US Army Wants new authority To Send Reserve Forces Back To Iraq


Strapped for soldiers, the U.S. Army wants new authority to send National Guard and Reserve soldiers back to Iraq for repeat deployments, even those who have already served the maximum time allowed by the Pentagon.

Strapped for soldiers, the U.S. Army wants new authority to send National Guard and Reserve soldiers back to Iraq for repeat deployments, even those who have already served the maximum time allowed by the Pentagon.

A national commission looking at National Guard and Reserve issues will decide in March whether to endorse the Army’s plan, a change that could affect the 522,000 citizen-soldiers in the Army National Guard and Reserve, and more broadly the 800,000 reservists serving in all the military services.

More than 650,000 soldiers have served in the Iraq war since it began, with 185,000 of them from the National Guard. At one point in 2004, more than 60 percent of the soldiers in Iraq were Guard soldiers.
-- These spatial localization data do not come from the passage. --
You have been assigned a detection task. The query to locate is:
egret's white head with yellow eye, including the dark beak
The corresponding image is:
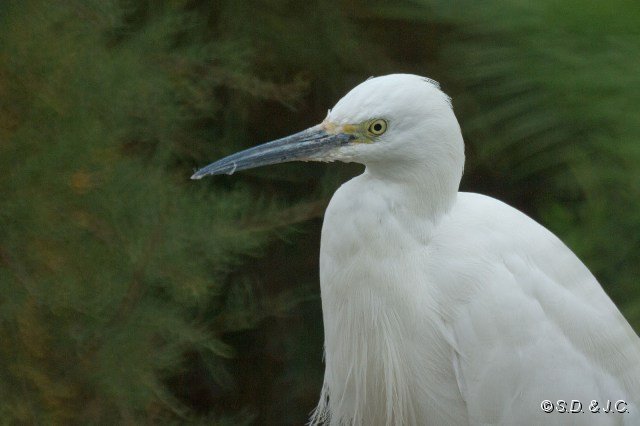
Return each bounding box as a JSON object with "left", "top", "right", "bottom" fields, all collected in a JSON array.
[{"left": 191, "top": 74, "right": 464, "bottom": 185}]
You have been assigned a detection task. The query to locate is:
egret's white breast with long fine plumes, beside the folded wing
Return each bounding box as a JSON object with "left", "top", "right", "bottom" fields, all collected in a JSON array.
[{"left": 319, "top": 176, "right": 466, "bottom": 425}]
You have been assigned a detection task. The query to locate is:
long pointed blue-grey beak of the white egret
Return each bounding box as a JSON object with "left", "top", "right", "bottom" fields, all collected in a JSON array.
[{"left": 191, "top": 125, "right": 355, "bottom": 179}]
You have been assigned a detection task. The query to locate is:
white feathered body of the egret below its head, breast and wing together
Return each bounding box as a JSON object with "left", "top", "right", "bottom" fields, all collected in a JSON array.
[{"left": 318, "top": 181, "right": 640, "bottom": 425}]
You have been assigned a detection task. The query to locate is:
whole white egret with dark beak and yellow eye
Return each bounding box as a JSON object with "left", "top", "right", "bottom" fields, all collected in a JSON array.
[{"left": 192, "top": 74, "right": 640, "bottom": 425}]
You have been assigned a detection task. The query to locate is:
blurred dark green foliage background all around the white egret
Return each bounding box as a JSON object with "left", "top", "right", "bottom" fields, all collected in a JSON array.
[{"left": 0, "top": 0, "right": 640, "bottom": 424}]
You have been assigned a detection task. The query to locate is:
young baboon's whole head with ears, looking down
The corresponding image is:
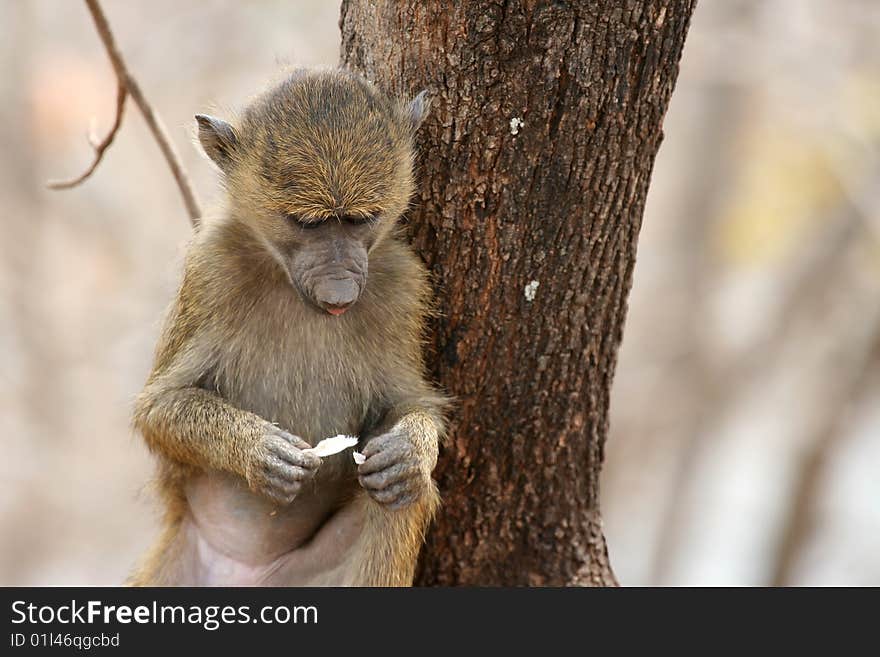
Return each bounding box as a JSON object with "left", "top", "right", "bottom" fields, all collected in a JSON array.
[{"left": 196, "top": 71, "right": 426, "bottom": 316}]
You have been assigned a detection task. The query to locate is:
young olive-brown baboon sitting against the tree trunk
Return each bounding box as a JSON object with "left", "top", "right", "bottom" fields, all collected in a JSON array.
[{"left": 130, "top": 70, "right": 446, "bottom": 586}]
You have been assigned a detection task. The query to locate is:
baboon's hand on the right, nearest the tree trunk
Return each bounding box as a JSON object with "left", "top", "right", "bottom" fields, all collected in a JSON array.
[{"left": 358, "top": 428, "right": 433, "bottom": 509}]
A final report is due January 2008 but the commission will weigh in with an interim report on March 1 addressing 15 issues that affect the reserves, the volunteer mobilization policy chief among them.

So far, the Yogi Berra guidelines decide what Congress does — “it ain’t over till it’s over”?

Anyone here confident the “new” Congress will weigh in on the side of the folks who elected them and confront the White House over extending the war in Iraq?